Découvrir le Gemstream
Scrollez l'actu gaming
Comment oublier la légendaire PS2 ? Véritable icône du jeu vidéo, cette console a marqué toute une génération grâce à un catalogue impressionnant de jeux devenus cultes. Certains titres, malgré leur succès, mériteraient une seconde jeunesse sur les consoles actuelles grâce à des remakes dignes de ce nom. Voici une sélection de 10 jeux cultes de la PS2 qui méritent vraiment un remake pour une nouvelle génération de joueurs.
Développé par Criterion Games et publié par EA Games en 2004, Burnout 3 : Takedown reste la référence ultime des jeux de course arcade orientés destruction. Ce titre révolutionnaire a redéfini le genre avec son cocktail parfait de vitesse vertigineuse, compétition agressive et chaos spectaculaire. Sa mécanique signature de « Takedown » encourageait les joueurs à percuter stratégiquement leurs adversaires pour les envoyer dans le décor, récompensant l’agressivité plutôt que la conduite prudente. Le mode « Crash » transformait les accidents de voiture en puzzles destructifs où l’objectif était de causer un maximum de dégâts financiers. Le système de replay « Aftertouch » permettait même de contrôler son épave après un crash pour maximiser la destruction. Avec plus de 40 circuits répartis sur 3 continents, 70 véhicules déblocables et une bande-son énergique mixée par DJ Stryker de KROQ, le jeu offrait un contenu phénoménal. Sa physique de destruction qui pulvérisait les voitures en centaines de morceaux était techniquement impressionnante pour l’époque. Un remake avec un moteur physique next-gen, des graphismes photoréalistes et un mode online repensé pourrait ressusciter cette expérience adrénaline pure que les jeux de course actuels, trop simulatifs, ont abandonnée.
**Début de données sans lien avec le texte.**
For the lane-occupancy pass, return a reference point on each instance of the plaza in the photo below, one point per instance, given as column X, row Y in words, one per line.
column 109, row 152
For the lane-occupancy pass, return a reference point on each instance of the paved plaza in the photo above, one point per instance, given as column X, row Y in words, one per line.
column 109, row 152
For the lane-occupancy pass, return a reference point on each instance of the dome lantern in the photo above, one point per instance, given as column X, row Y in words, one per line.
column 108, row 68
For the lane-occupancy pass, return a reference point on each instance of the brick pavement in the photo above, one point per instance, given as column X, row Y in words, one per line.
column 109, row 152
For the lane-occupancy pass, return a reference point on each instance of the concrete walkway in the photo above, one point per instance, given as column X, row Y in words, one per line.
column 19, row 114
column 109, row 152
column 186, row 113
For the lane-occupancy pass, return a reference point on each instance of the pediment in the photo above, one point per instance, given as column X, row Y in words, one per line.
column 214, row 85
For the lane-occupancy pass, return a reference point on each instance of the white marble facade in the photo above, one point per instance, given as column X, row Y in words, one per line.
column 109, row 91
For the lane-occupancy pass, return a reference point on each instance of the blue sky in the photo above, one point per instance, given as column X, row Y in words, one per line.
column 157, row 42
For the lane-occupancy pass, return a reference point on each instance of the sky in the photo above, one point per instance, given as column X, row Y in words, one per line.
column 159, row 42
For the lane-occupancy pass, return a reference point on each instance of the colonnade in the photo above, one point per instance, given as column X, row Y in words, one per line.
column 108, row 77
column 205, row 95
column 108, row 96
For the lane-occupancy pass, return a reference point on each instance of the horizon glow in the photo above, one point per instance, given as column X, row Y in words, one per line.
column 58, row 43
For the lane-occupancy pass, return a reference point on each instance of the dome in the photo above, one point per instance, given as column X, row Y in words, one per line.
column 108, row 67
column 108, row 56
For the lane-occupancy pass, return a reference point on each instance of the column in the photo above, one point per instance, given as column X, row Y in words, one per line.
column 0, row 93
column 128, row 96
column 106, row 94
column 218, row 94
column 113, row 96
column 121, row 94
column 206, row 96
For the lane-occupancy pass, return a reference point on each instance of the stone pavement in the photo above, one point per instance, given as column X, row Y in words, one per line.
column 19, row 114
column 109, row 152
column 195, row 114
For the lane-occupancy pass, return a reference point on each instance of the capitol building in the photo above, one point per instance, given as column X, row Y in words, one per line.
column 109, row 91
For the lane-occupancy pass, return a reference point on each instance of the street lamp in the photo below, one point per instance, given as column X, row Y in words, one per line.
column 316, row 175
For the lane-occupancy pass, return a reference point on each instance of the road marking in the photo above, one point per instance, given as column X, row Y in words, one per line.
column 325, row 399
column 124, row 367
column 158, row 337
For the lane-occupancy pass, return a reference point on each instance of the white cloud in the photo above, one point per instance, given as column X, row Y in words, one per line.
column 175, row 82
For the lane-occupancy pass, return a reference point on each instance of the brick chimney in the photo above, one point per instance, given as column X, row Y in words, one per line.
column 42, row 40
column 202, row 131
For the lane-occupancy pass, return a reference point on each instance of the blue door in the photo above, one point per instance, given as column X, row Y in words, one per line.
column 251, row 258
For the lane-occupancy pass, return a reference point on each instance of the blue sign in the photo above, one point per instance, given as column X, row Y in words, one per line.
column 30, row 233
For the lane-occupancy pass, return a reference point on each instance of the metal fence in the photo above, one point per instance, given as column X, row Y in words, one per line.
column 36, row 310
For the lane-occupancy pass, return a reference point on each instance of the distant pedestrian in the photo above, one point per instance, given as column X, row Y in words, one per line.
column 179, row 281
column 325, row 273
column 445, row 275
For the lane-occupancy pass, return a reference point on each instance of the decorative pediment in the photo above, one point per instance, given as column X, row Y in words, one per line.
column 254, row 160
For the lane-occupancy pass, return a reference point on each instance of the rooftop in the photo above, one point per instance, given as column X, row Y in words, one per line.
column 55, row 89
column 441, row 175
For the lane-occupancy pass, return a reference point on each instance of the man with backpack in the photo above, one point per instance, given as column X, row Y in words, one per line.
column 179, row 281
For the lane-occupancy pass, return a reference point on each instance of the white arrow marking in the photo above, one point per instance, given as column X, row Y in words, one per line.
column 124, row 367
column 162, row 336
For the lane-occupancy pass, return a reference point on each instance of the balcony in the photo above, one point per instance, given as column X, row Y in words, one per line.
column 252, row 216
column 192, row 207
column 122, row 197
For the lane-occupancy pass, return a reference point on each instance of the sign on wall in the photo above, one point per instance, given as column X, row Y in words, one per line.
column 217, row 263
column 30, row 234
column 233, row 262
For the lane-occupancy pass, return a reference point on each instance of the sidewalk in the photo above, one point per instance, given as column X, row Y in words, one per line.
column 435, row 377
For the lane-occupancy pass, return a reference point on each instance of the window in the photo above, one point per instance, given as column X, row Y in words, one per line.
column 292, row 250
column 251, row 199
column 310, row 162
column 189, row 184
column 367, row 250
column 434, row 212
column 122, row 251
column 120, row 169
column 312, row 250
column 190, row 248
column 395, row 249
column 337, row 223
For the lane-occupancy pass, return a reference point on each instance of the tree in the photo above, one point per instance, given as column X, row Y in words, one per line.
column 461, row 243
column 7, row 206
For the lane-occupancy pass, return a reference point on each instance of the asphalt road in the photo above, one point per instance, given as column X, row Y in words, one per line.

Développé par Naughty Dog en 2001, Jak & Daxter: The Precursor Legacy représentait une prouesse technique sans précédent sur PS2 avec son monde ouvert totalement interconnecté sans temps de chargement. Cette première aventure suivait Jak, un adolescent intrépide, et son meilleur ami Daxter, transformé accidentellement en « ottsel » (hybride loutre-belette), dans leur quête pour inverser cette métamorphose. La série a ensuite évolué de façon audacieuse, adoptant un ton plus mature avec Jak II et Jak 3, intégrant des mécaniques de tir, de conduite et de combat inspirées de GTA, tout en conservant son platforming précis. L’univers mélangeant science-fiction et fantasy, où écologie, technologie et magie ancestrale cohabitent, était d’une richesse rare. Le duo de héros complémentaires – Jak silencieux mais déterminé et Daxter bavard et hilarant – offrait une dynamique comique parfaite. La qualité des animations faciales et corporelles, révolutionnaire pour l’époque, permettait une expressivité narrative inédite. Un remake moderne avec les technologies qui ont fait le succès d’Uncharted et The Last of Us (développés plus tard par Naughty Dog) pourrait ressusciter cette franchise injustement mise en sommeil et réintroduire son gameplay varié auprès d’une nouvelle génération.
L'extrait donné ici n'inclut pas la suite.